The second definitive book on the Duchess’ life is her own memoir, The Heart Has its Reasons – surely one of the most beautiful and evocative titles ever. Vickers mentions both books in his own, but he is somewhat dismissive of them, claiming that they are whitewashes that seek to cast the Duchess in a much more compassionate light than she had ever been before.
That’s not to say that this book, Behind Closed Doors, is a hatchet job on Wallis Simpson. Far from it. Vickers, a vintage royal-watcher who was himself a part of the Windsor’s story, tries to cast an objective eye across the great events of the Duchess of Windsor’s life. But he is so infuriated, and distraught, by the horror of the poor woman’s twilight years that he can’t help but render her a slightly pathetic creature, an ambitious, uncultured woman who was visited with all of the worst horrors of old age. In this book Vickers paints the terrible helplessness of the elderly and frail Duchess, surrounded by venal French executors, lawyers and hangers-on who steal from her and keep her locked in her room, more or less a vegetable.
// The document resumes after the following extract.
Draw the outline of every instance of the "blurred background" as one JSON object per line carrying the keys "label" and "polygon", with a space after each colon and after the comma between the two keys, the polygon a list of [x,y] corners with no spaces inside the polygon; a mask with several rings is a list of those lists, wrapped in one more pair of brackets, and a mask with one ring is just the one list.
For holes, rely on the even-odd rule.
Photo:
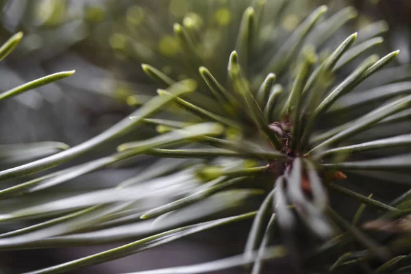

The villain of the piece is Maitre Blum, the Duchess’ French lawyer. A monster of self-importance, she spent decades both defending the Duchess’ name and slowly embezzling the Windsor’s estate, taking control of family papers and dispensing jewels, furniture and antiques to friends and institutions, all the while spinning wild conspiracy theories about how the British royal family were seeking to destroy the Duchess, steal her belongings and defile her good name. Vickers creates a brilliant character with the publicity-hungry Blum, who eventually, in some kind of karmic retribution, finds herself elderly and frail and a prisoner in her own apartment. She becomes blind, and finds her way around by following a rope which has been strung up through the rooms of her home.
Blum sought to aggrandize herself, and, bizarrely, to re-establish the Duchess’ reputation, by giving away the Windsor’s family heirlooms to various French charities and institutions. Eventually the Duchess of Windsor was completely unconscious to it all, barely alive for a miserable decade in the care of fiercely protective nurses.
This is not a feel-good book. The ultimate feeling I got from reading it was that the Duchess lead a wasted life, and that she was pretty much completely unhappy from the day of her marriage to Edward till the day of her death, fifty years later. There is a great deal of delightful, gossipy detail in the book, and Vickers is never better than when describing fashion and interiors, two areas in which the Duchess herself excelled.
This is a must-read for any fans of the British Royal Family.